A Steinway Model-D with a concert standard cabinet like the one in Mr. Blank’s possession retails for over $100,000. Mr. Novack struck a deal with Mr. Blank for $35,000 plus a Steiff piano in the school’s possession in part exchange. Mr. Novack brought around some pianist friends to try out the instrument, had it formally appraised and then took the deal to the high school committee on Monday night.

“I didn’t expect a unanimous vote,” he said of the committee’s decision. “I thought at least one or two would have said, ‘Why do we need to spend so much on this? Is it really necessary?’ ” But Mr. Novack’s case was compelling.

“In 50 years, this piano will still be the centerpiece of the arts center,” he told the committee.

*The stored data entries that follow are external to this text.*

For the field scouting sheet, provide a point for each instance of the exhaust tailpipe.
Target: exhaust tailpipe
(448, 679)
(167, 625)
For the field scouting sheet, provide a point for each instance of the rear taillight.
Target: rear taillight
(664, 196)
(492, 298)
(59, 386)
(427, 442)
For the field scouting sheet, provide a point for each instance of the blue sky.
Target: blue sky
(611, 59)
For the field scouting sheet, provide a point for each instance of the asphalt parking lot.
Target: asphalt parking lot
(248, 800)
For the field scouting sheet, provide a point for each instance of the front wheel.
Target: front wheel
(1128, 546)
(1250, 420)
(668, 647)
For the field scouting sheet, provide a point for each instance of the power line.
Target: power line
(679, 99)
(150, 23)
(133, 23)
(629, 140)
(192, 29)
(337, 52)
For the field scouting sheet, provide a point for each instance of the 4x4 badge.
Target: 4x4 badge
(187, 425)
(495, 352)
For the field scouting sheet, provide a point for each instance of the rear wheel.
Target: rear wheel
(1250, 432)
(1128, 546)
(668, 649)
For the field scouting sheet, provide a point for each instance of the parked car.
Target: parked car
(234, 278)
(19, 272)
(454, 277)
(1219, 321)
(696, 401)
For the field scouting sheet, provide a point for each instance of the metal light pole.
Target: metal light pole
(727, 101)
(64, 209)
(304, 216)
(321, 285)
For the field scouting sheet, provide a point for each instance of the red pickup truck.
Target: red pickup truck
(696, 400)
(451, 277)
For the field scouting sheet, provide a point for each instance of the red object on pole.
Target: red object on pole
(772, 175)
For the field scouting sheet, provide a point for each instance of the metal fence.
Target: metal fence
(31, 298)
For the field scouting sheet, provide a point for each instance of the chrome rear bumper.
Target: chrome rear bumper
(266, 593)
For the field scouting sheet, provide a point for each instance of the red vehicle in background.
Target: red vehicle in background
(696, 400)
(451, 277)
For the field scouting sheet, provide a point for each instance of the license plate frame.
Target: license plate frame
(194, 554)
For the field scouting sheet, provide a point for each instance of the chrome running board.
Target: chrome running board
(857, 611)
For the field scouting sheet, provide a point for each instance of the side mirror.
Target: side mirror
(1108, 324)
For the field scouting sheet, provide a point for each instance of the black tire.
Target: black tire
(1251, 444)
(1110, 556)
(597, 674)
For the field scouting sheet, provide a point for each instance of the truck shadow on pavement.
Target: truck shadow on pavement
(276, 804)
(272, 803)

Two days later, standing in the center of the auditorium next to the audio control panel he personally built, he said: “My goal is to support artistic expression to the best of my ability.”

As an investment, the Steinway must be as close to the intention of Mr. Alisio the music lover as any one single thing could be. Though they were not friends and never met to devise the plan — if they could have put their heads together surely this piano, garage and all, would have been their shared brainchild.